Abstracts
Résumé
L'auteur fait quelques réflexions sur certains des aspects nouveaux que le Code du Travail contient en regard des lois qui l’ont précédé et tente certaines critiques d’ensemble.
Abstract
Perhaps it is too soon to give a final opinion on a legislation as young and complex as the Quebec Labor Code.
It is difficult to criticize it for two reasons :
1.—On the one hand the actual Code is in fact the amalgamation of already existing laws.
2.—On the other hand, the new principles brought by the innovations do not find their places in this piece of legislation and do not influence the general economy of the law in a satisfactory manner.
I will not make a detailled criticism of the Code, I will discuss it from the actual state of things and, in concluding, I will try a few criticisms of the whole and a look of the future of this legislation.
THE RIGHT OF ASSOCIATION AND « CADRES » UNIONISM
One of the main innovations brought by the Labor Code was the extension of the right of association to certain categories of workers who were not considered as wage-earners by the old labor laws.
If the Code gave the professional the right of association, it continued to refuse the title of wage-earners to those who represent the employer in his relations with his employees. The Code did not fulfil all the sociological requirements over this point.
Anyway the professional world uses more and more the unionist formula and it is, I think, an irreversible trend. Would not it be time for the legislator to adapt his labor laws in order to prevent conflicts coming from these people ?
Regarding the civil servants, I think that the Code has made a step toward evolution that no one will deny. The Civil Service Act facilitates the application of the right of association by two different dispositions :
1.—In section 71, it is said that the certification of professional groups will be granted only upon the recommandation of a joint committee constituted for such purpose by the Lieutenant-Governor in Council and one half of the members of which are representatives of the group concerned and if a conflict takes place, the Quebec Labor Relations Board shall decide.
2.—Also the section which allows many professional groups to be constituted in association in order to be certified and to negotiate.
NEGOTIATION, CONCILIATION AND DELAYS PRECEDING THE RIGHT TO STRIKE
We know that the Labor Code has considerably simplify and shorten the procedures regarding negotiations, conciliation and delays preceding the right to strike or lockout.
The government has ceased its many intervention thus giving a much more responsible and serious character to the negociations and parties involved.
However there is a great weakness in our present Code : the right to strike or lockout depends upon the notice provided for in section 42. Consequently the parties are tempted to skip direct negotiations in order to ask conciliation before the proper time. It is surely not the intention of section 42 of the Code. In my opinion, it would be wise to dissociate entirely the delays preceding the right to strike or lockout from conciliation. Would not it be possible to consider a regime similar to the american Taft-Hartley Act in which conciliation is volontary and offered to the parties but not imposed. It would then be possible to adjust the delays preceding the right to strike or lockout.
SUB-CONTRACTING
This problem has raised many discussions in the industrial and juridical world since the carrying of the Labor Code.
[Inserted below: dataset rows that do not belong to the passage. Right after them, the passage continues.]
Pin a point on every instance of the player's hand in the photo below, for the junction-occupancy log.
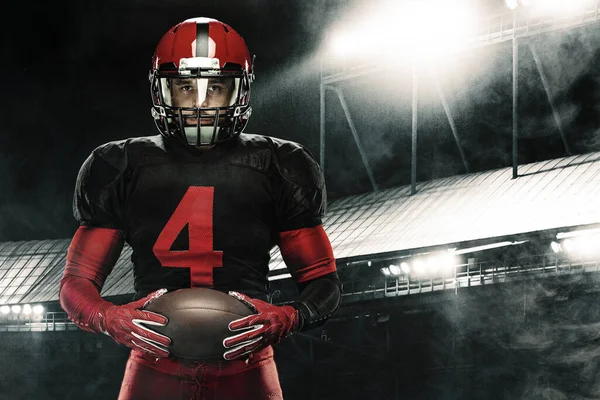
(268, 326)
(126, 325)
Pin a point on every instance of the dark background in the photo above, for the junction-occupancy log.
(74, 75)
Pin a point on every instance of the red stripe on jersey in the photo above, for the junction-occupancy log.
(307, 253)
(93, 253)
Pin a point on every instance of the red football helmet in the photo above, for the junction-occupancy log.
(200, 82)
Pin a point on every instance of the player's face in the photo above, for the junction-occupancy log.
(206, 92)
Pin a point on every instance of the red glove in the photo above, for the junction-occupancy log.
(125, 324)
(268, 326)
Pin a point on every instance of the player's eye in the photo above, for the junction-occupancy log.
(215, 88)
I think that the difficultes brought by section 36 are due to the complexity of the problems created by this industrial practice regarding modern collective agreements are to the fragmentary character of the decisions accumulated up to date.
But a fact remains : the problem of sub-contracting is not yet settled and the Code satisfied almost nobody by its section 36.
The problems come from the fact that people still assimilate the firm to the employer : this is thus a juridical notion of the firm while in fact it is in the first place a technical, social and economical notion.
THE RIGHT TO STRIKE IN THE PUBLIC SERVICES
We assist here to a radical change of our labor relation policies and of our labor laws which prohibited since 1944 the right to strike to employees of such services, contrary to most of other north american legislations.
The question hereby raised is not to know what was the result of the new attitude adopted by our legislator, but to know, if, by allowing the use of the right to strike to the majority of the wage-earners in the public services, the measures foreseen in the Code in order to limit its length and effects are really adequate since the coming into force of the Code ? The answer is quite difficult to give. It seems that the measures of section 99 concerning the eight days' prior written notice to the Minister, the board of inquiry and the injunction failed to attain the purposes they were established for.
Many people criticized the legislator about its measure putting into the hands of a judge of the Superior Court powers which normally should have stayed in the hand of the political authority. I agree entirely with this criticism. But I think that if the government wants to keep this procedure working, he must give it some teeth. He should use it when necessary and penalize anyone who refuse to obey it. Otherwise it is anarchy.
CONCLUSION
The only way, to my thinking, to avoid the perpetuance of the present malaise in certain sectors is to allow the wage-earners organizations an increased participation to higher bodies studying their problems. This cannot be done if contestation and negotiation stay at their present level with their well known structures and mecanisms. A renovated Labor Code would do quite a lot in our opinion to help such changes.
I think, with many others, that it is urgent to have a serious study made in Quebec on our labor laws and on all our industrial relation system, as it is already underway in Ontario, in Ottawa, and in many other Canadian provinces.